The function to get a specific element i is

impl MyUtf8Array {
    fn value(&self, i: usize) -> &str {
        let slice = &self.values[i * self.size..(i+1) * self.size];
        // soundness: we checked that every item is valid utf8 on the constructor
        return unsafe {std::str::from_utf8_unchecked(slice)}
    }
}

we also provide an extra method,

impl MyUtf8Array {
    /// # Safety
    /// `i` must be smaller than `self.values.len() / self.size`;
    unsafe fn value_unchecked(&self, i: usize) -> &str {
        // soundness: the invariant.
        let slice = self.values.get_unchecked(i * self.size..(i+1) * self.size);
        // soundness: we checked that every item is valid utf8 on the constructor
        return std::str::from_utf8_unchecked(slice)
    }
}

the issue is that, on the second example, there are two independent invariants (say 'a and 'b) that we must uphold, and the fn unsafe masks them both.

If the from_utf8_unchecked's unsafe would be annotated (e.g. 'b), we could write things like

impl MyUtf8Array {
    /// # Safety
    /// `i` must be smaller than `self.values.len() / self.size`;
    unsafe<'a> fn value_unchecked(&self, i: usize) -> &str {
        // soundness: the invariant.
        let slice = self.values.get_unchecked(i * self.size..(i+1) * self.size);
        // soundness: we checked that every item is valid utf8 on the constructor
        return unsafe<'b> {std::str::from_utf8_unchecked(slice)}
    }
}

for backward compatibility, when a user writes unsafe without any annotation, we would assume that it covers all invariants inside the block it annotates.

This could make it easier to read which invariants each part of the code base covers. We could even use things like 'a < 'b to indicate that invariants 'b covers all invariants 'a.

Not sure, trying to express a problem whereby a block of unsafe masks certain invariants just because we have no mechanism to express the existence of different invariants in the language.

2 Likes

It's certainly an interesting idea.

Introducing new syntax for this is probably overkill, but what about adding a #[safe] attribute to the block that documents invariants/assumptions?

let x: u32 = 42;
let x_ptr = &x as *const u32;

#[safe(
    reason = "The pointer points to a valid integer",
    requires = "!x_ptr.is_null()"
)]
unsafe {
    assert_eq!(42, x_ptr.read());
}

https://crates.io/crates/safe

2 Likes

Naming local things remotely isn't a great pattern. Is the idea to help reviewers by forcing some sort of indicator of exactly which function calls are unsafe?

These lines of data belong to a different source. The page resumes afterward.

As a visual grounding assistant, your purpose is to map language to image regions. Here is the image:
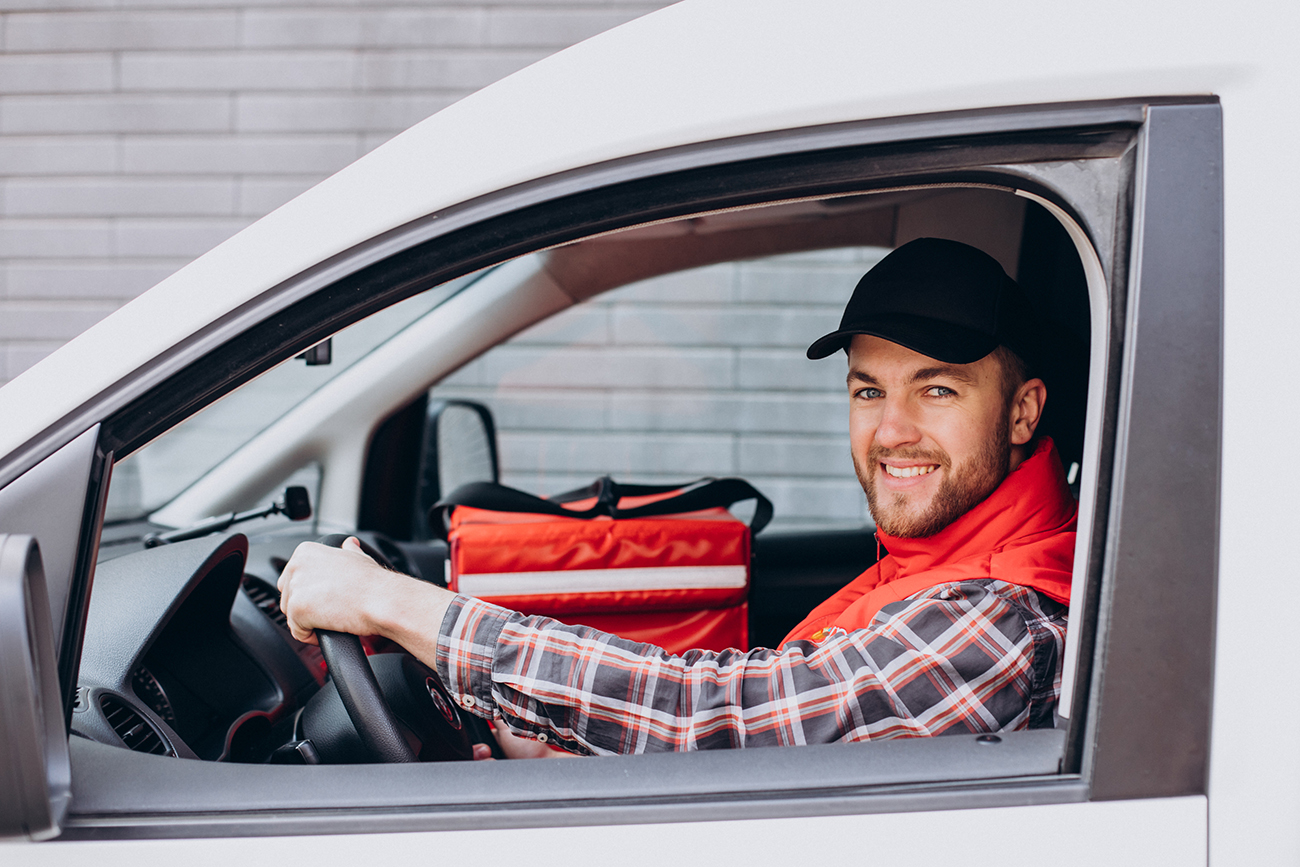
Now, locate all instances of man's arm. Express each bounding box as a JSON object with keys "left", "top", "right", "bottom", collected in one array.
[
  {"left": 281, "top": 545, "right": 1063, "bottom": 754},
  {"left": 437, "top": 581, "right": 1063, "bottom": 754}
]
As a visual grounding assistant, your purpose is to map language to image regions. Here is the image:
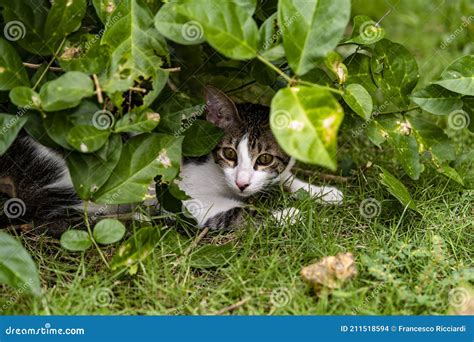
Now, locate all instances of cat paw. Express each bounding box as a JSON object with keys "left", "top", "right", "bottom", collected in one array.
[
  {"left": 272, "top": 207, "right": 301, "bottom": 224},
  {"left": 308, "top": 185, "right": 344, "bottom": 204}
]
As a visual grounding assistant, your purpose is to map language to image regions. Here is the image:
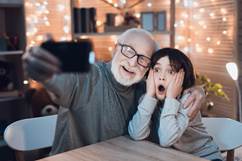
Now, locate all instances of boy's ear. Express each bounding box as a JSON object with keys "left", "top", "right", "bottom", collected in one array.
[
  {"left": 144, "top": 68, "right": 150, "bottom": 80},
  {"left": 112, "top": 44, "right": 118, "bottom": 56}
]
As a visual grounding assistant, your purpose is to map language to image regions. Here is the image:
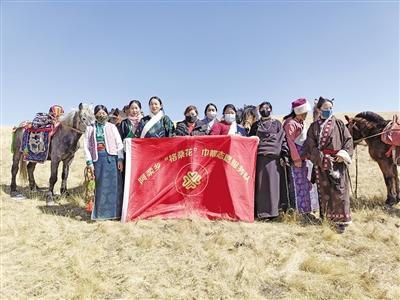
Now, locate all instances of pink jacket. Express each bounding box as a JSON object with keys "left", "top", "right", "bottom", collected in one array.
[{"left": 83, "top": 122, "right": 124, "bottom": 162}]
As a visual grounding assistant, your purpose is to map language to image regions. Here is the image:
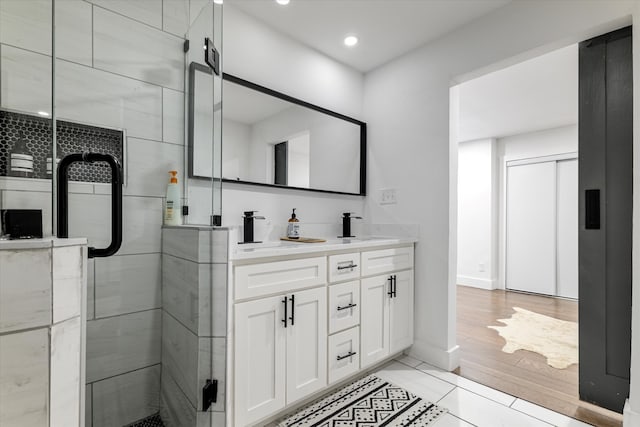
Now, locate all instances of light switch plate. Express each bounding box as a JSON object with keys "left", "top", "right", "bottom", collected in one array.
[{"left": 378, "top": 188, "right": 398, "bottom": 205}]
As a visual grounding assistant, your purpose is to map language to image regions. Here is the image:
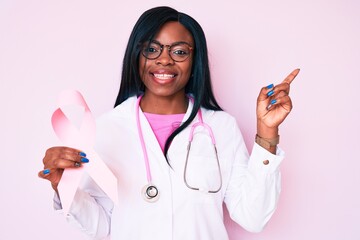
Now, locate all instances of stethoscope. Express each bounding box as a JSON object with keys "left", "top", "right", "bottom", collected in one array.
[{"left": 135, "top": 95, "right": 222, "bottom": 202}]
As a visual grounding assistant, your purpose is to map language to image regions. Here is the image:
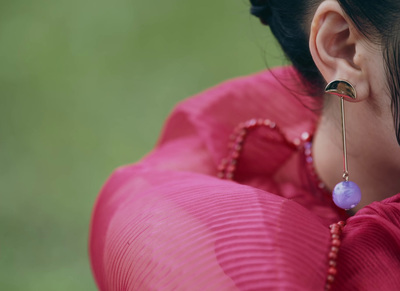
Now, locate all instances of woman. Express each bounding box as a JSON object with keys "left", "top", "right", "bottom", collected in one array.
[{"left": 90, "top": 0, "right": 400, "bottom": 290}]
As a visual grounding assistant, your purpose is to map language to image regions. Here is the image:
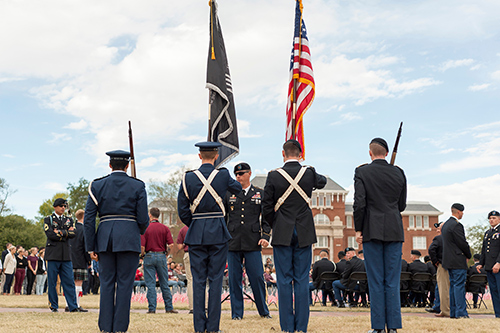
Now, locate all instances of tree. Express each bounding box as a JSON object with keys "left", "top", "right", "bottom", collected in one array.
[
  {"left": 66, "top": 178, "right": 89, "bottom": 213},
  {"left": 36, "top": 192, "right": 69, "bottom": 226},
  {"left": 466, "top": 220, "right": 490, "bottom": 254},
  {"left": 148, "top": 166, "right": 187, "bottom": 220},
  {"left": 0, "top": 178, "right": 16, "bottom": 215},
  {"left": 0, "top": 215, "right": 46, "bottom": 249}
]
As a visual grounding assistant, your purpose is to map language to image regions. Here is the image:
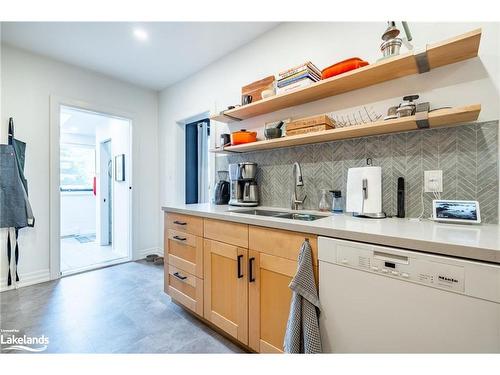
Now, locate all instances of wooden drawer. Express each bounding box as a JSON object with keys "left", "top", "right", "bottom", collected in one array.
[
  {"left": 203, "top": 219, "right": 248, "bottom": 248},
  {"left": 166, "top": 229, "right": 203, "bottom": 278},
  {"left": 165, "top": 212, "right": 203, "bottom": 237},
  {"left": 248, "top": 225, "right": 318, "bottom": 266},
  {"left": 165, "top": 264, "right": 203, "bottom": 316}
]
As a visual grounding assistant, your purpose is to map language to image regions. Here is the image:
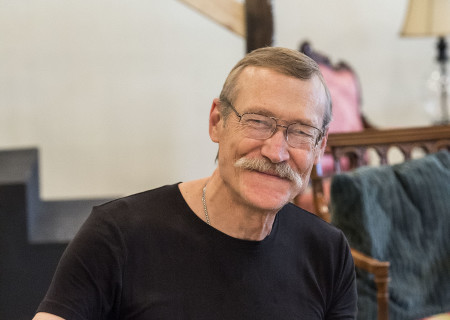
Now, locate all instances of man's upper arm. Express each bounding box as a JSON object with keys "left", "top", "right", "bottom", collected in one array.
[{"left": 33, "top": 312, "right": 64, "bottom": 320}]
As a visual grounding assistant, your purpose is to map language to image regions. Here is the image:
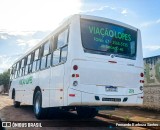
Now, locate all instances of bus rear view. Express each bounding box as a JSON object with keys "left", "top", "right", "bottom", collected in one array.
[{"left": 68, "top": 16, "right": 144, "bottom": 115}]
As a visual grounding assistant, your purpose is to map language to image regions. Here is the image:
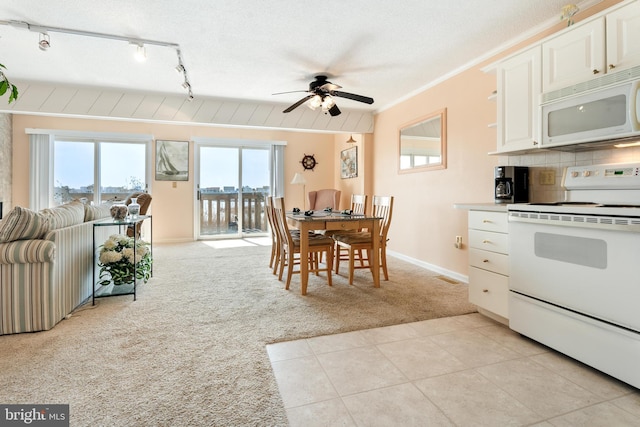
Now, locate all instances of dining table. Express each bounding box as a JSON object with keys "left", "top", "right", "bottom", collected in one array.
[{"left": 287, "top": 211, "right": 382, "bottom": 295}]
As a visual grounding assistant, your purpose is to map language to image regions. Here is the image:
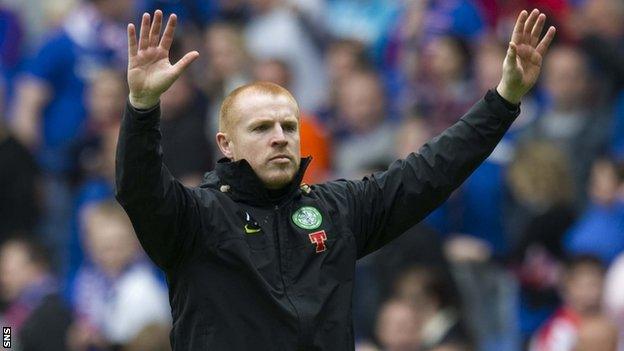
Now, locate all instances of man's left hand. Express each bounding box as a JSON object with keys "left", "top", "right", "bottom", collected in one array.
[{"left": 496, "top": 9, "right": 556, "bottom": 104}]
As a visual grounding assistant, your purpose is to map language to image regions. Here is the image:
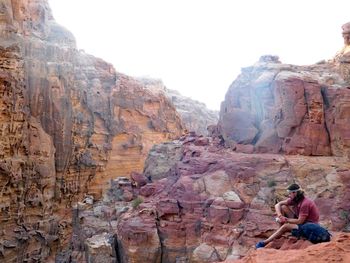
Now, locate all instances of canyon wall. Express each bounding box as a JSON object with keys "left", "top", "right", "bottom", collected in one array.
[
  {"left": 71, "top": 56, "right": 350, "bottom": 262},
  {"left": 139, "top": 78, "right": 219, "bottom": 135},
  {"left": 0, "top": 0, "right": 183, "bottom": 262}
]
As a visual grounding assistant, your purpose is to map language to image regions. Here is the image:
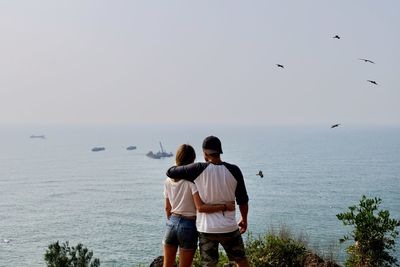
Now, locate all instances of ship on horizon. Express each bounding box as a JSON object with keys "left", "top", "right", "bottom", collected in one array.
[{"left": 146, "top": 142, "right": 173, "bottom": 159}]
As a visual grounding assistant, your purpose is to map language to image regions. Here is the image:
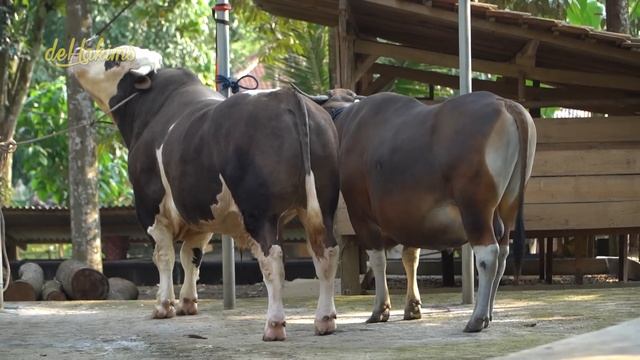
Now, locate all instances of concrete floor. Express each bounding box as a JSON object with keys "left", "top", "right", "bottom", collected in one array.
[{"left": 0, "top": 286, "right": 640, "bottom": 360}]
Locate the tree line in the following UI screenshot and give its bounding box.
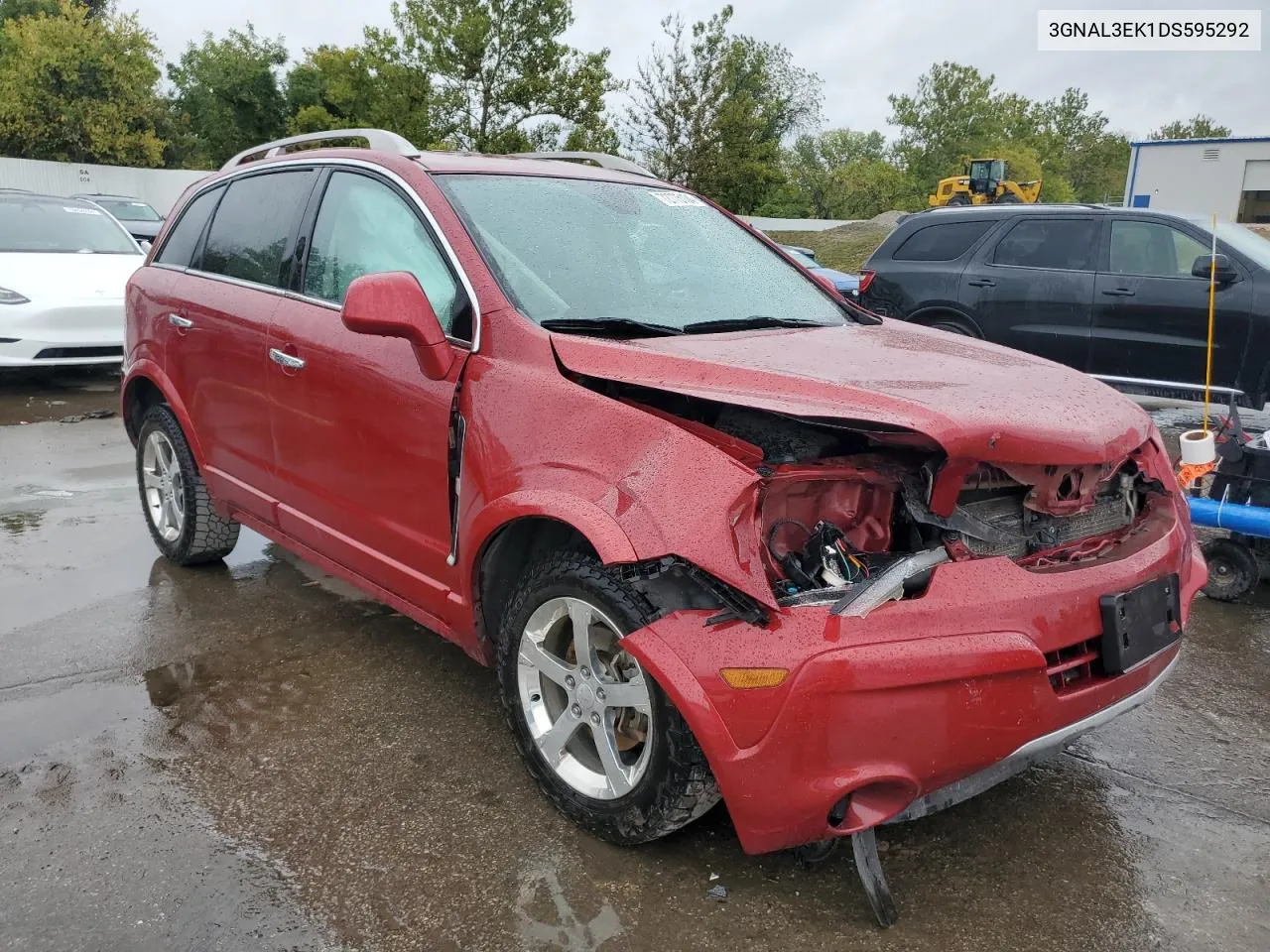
[0,0,1229,218]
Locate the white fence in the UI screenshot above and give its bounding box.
[0,159,210,214]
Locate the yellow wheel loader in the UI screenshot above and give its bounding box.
[927,159,1040,207]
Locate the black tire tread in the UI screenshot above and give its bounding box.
[498,551,721,845]
[1203,538,1261,602]
[137,404,241,566]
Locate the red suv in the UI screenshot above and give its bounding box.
[123,131,1206,918]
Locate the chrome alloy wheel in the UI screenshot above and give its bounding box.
[517,597,652,799]
[141,430,186,542]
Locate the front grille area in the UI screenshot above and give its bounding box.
[35,346,123,361]
[952,494,1134,558]
[1045,639,1105,694]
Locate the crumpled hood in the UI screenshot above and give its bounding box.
[552,320,1151,464]
[0,251,146,303]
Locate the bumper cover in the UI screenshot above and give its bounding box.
[623,508,1206,853]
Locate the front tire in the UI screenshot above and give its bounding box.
[498,551,718,845]
[137,404,239,565]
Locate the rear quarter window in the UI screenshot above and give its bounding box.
[892,219,997,262]
[155,185,225,268]
[202,169,318,287]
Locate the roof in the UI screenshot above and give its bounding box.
[71,191,150,204]
[1129,136,1270,147]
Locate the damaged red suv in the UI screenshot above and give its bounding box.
[123,131,1206,918]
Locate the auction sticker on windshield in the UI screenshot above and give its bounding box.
[653,191,704,208]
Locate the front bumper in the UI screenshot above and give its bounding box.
[0,298,123,367]
[623,502,1206,853]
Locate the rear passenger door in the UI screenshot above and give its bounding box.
[960,214,1101,371]
[1089,216,1256,387]
[174,167,318,522]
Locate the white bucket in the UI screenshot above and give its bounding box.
[1180,430,1216,466]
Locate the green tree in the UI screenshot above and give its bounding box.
[699,37,821,214]
[888,62,1005,186]
[625,6,821,213]
[168,23,287,167]
[0,0,163,167]
[1147,114,1230,139]
[625,6,731,190]
[381,0,620,153]
[286,35,449,149]
[784,130,888,218]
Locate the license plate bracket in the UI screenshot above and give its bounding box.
[1098,575,1183,675]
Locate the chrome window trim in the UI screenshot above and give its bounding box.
[154,156,481,354]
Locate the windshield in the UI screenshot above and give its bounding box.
[92,198,163,221]
[0,195,141,255]
[437,174,844,329]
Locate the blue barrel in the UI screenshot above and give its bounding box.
[1187,496,1270,538]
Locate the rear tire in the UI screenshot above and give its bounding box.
[1204,538,1261,602]
[498,551,720,845]
[137,404,240,566]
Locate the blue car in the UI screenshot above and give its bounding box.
[781,245,860,298]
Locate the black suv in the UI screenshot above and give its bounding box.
[860,204,1270,408]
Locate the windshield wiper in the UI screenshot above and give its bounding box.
[684,313,839,334]
[539,317,684,337]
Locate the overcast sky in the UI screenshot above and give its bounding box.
[119,0,1270,139]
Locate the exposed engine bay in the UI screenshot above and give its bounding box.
[588,381,1167,615]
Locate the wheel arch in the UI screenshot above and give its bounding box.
[907,303,984,340]
[119,361,203,468]
[466,508,636,662]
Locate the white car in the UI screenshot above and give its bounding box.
[0,191,145,368]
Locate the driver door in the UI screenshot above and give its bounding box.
[268,168,470,621]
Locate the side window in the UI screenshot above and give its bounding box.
[1108,218,1211,278]
[892,218,996,262]
[304,172,470,337]
[155,186,225,268]
[200,169,318,287]
[992,217,1098,272]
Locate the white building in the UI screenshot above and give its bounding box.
[1124,136,1270,223]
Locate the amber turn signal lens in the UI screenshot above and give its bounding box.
[718,667,789,690]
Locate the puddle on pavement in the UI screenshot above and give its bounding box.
[76,547,1229,952]
[0,367,119,426]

I think unsafe in unsafe could help, in combination with keeping unsafe blocks as small as possible.

impl MyUtf8Array {
    /// # Safety
    /// `i` must be smaller than `self.values.len() / self.size`;
    unsafe fn value_unchecked(&self, i: usize) -> &str {
        /* n.b. cannot use `unsafe` without an `unsafe` block in here */
        // soundness: the invariant.
        let slice = unsafe { self.values.get_unchecked(i * self.size..(i+1) * self.size) };
        // soundness: we checked that every item is valid utf8 on the constructor
        unsafe { std::str::from_utf8_unchecked(slice) }
    }
}

Although in this particular case, it's pretty clear from the function names (_unchecked) that there's an invariant to follow up on.

1 Like

One thing that doesn't help with, though, is the "there are three invariants but you only checked two of them" problem, which is the core thing I'd like from a feature like how I interpreted the OP.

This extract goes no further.